Cloud emailing provider Mailjet picks up $3.3m for growth

The French cloud emailing platform Mailjet has just picked up $ 3.3m in funding, which it intends to use to shore up international growth.

Mailjet is similar to the likes of MailChimp and SendGrid, in that it provides a way for companies to send out newsletters and their apps to send out transactional emails. While some of those rivals target marketing departments, though, Mailjet’s sights are trained on relatively small-scale developers that want to avoid the hassle of maintaining SMTP servers and the like.

“Whenever you have a web app you need to code a couple of emails – welcome, subscription, reset password – so it’s a headache for the developer to set that up,” co-founder Quentin Nickmans told me. “So we created a platform that makes it extremely easy for a developer to set up.”

Apart from these functions, Mailjet also provides tracking and ‘deliverability optimization’ of emails, so customers can see whether messages have been clicked on or opened.

The cash comes mostly from Alven Capital, which has put $ 2.6m into the round, with the rest coming from Airtek Capital Group chief Laurent Asscher and the eFounders incubator, which had previously provided $ 300k in seed funding.

Because Mailjet is mostly targeting startups, the company needs feet on the ground in each territory.

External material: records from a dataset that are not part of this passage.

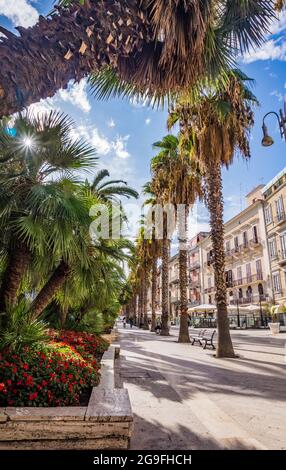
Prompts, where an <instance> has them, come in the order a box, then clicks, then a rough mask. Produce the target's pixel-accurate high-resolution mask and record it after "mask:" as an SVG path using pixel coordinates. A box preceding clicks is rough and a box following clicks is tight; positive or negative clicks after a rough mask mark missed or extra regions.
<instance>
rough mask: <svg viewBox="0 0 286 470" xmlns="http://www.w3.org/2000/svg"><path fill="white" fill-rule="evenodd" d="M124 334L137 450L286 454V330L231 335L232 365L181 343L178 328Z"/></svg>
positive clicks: (132, 330)
mask: <svg viewBox="0 0 286 470" xmlns="http://www.w3.org/2000/svg"><path fill="white" fill-rule="evenodd" d="M119 331H120V343H121V379H122V382H123V385H124V387H125V388H127V389H128V390H129V394H130V398H131V403H132V408H133V412H134V418H135V425H134V434H133V438H132V441H131V448H132V449H136V450H141V449H148V450H151V449H156V450H159V449H286V406H285V405H286V362H285V353H286V349H285V344H286V333H283V334H280V335H279V336H277V337H274V336H270V333H269V331H268V330H266V331H256V330H247V331H235V332H233V333H232V337H233V341H234V345H235V350H236V353H237V354H239V356H240V357H239V359H235V360H233V359H216V358H215V357H214V355H213V352H212V351H211V350H203V349H202V348H201V347H199V346H191V345H185V344H178V343H177V334H178V330H177V328H176V327H174V328H172V331H171V334H172V336H170V337H169V338H163V337H159V336H157V335H155V334H154V333H149V332H145V331H141V330H138V329H136V328H133V329H132V330H130V329H129V328H128V327H127V328H126V329H122V328H120V327H119Z"/></svg>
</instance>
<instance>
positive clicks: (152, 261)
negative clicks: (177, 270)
mask: <svg viewBox="0 0 286 470" xmlns="http://www.w3.org/2000/svg"><path fill="white" fill-rule="evenodd" d="M143 192H144V194H145V196H147V200H146V201H145V203H144V205H146V206H151V207H150V209H149V210H150V211H151V219H152V227H151V235H150V238H148V239H149V240H150V243H149V245H148V247H149V257H150V259H151V260H152V266H151V332H153V333H154V332H155V327H156V305H157V278H158V259H159V258H160V257H161V255H162V243H161V240H160V239H157V238H156V226H155V223H156V220H155V213H154V210H153V208H154V206H155V205H156V197H155V194H154V193H153V191H152V189H151V183H150V182H148V183H146V184H145V185H144V188H143ZM147 228H148V229H149V227H147ZM149 232H150V230H149Z"/></svg>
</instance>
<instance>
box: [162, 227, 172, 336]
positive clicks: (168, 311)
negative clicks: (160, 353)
mask: <svg viewBox="0 0 286 470" xmlns="http://www.w3.org/2000/svg"><path fill="white" fill-rule="evenodd" d="M164 229H165V230H164V235H163V243H162V315H161V323H162V328H161V335H162V336H169V335H170V329H169V240H168V238H167V234H166V227H164Z"/></svg>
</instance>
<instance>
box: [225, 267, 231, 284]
mask: <svg viewBox="0 0 286 470" xmlns="http://www.w3.org/2000/svg"><path fill="white" fill-rule="evenodd" d="M225 277H226V287H233V280H232V270H229V271H227V272H226V273H225Z"/></svg>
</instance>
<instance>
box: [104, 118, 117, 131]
mask: <svg viewBox="0 0 286 470" xmlns="http://www.w3.org/2000/svg"><path fill="white" fill-rule="evenodd" d="M106 124H107V126H108V127H110V128H111V129H112V128H113V127H115V126H116V124H115V122H114V120H113V119H112V118H111V119H109V121H107V123H106Z"/></svg>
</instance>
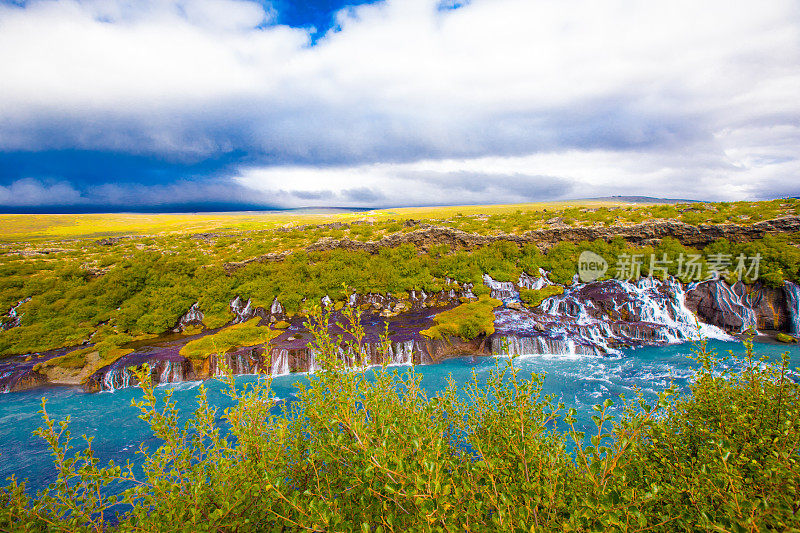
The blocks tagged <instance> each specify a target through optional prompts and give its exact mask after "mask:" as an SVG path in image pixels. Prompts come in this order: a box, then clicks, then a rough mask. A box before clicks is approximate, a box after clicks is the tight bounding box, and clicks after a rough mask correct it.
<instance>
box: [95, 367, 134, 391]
mask: <svg viewBox="0 0 800 533" xmlns="http://www.w3.org/2000/svg"><path fill="white" fill-rule="evenodd" d="M132 377H133V373H132V372H131V371H130V370H129V369H128V367H127V366H124V365H119V366H117V365H112V366H111V367H110V368H109V369H108V370H107V371H106V373H105V374H104V375H103V381H102V390H103V391H107V392H114V391H115V390H119V389H126V388H128V387H130V386H131V378H132Z"/></svg>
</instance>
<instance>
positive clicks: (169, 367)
mask: <svg viewBox="0 0 800 533" xmlns="http://www.w3.org/2000/svg"><path fill="white" fill-rule="evenodd" d="M170 381H172V361H167V362H166V363H165V364H164V370H162V371H161V375H160V376H159V377H158V382H159V383H169V382H170Z"/></svg>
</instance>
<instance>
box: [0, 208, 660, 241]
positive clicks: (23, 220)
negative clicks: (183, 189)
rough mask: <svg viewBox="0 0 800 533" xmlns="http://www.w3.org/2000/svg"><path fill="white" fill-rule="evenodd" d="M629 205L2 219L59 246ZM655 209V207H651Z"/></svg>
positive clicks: (12, 236) (294, 211)
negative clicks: (145, 237)
mask: <svg viewBox="0 0 800 533" xmlns="http://www.w3.org/2000/svg"><path fill="white" fill-rule="evenodd" d="M636 205H641V204H635V203H630V202H618V201H611V200H581V201H569V202H537V203H527V204H507V205H463V206H435V207H402V208H390V209H375V210H370V211H343V210H322V209H320V210H314V209H308V210H289V211H263V212H238V213H174V214H173V213H166V214H138V213H101V214H47V215H38V214H34V215H31V214H19V215H0V241H5V242H19V241H31V240H61V239H82V238H98V237H110V236H119V235H161V234H168V233H201V232H214V231H248V230H268V229H274V228H278V227H290V226H299V225H304V224H310V225H316V224H329V223H333V222H343V223H349V222H354V221H359V220H361V221H372V222H383V221H386V220H392V219H396V220H406V219H417V220H446V219H449V218H452V217H456V216H459V215H462V216H476V215H482V214H483V215H487V216H493V215H503V214H511V213H516V212H518V211H522V212H534V211H543V210H545V209H546V210H548V211H556V212H557V211H559V210H563V209H568V208H572V207H581V208H599V207H621V206H636ZM647 205H655V204H647Z"/></svg>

And, according to Nickmans, such presence will also help with dealing with ISPs – essential when you’re trying to make your customers’ emails as deliverable as possible:

“The company has been having quite a lot of traction and… we need to hire more people in support, we need to be closer to our customers. We need to have a couple of people present in Latin America, we want to grow our support team in Canada, we don’t have someone now in Berlin who could be a developer evangelist –we want to participate in hackathons for people to get to know our API, and we want someone more locally based for ISP relations.”

Right now Mailjet has around 10,000 customers (big names include MIT and Fotolia), which it’s amassed since launching 18 months ago. The company employs a freemium model, with payments kicking in once you send 6,000 or more emails a month.

Paying customers also get a dedicated IP address that benefits from reputation monitoring. Nickmans didn’t want to detail the split between paying and non-paying customers too closely, but he indicated that somewhere between 15-20 percent were paying, which is fairly impressive.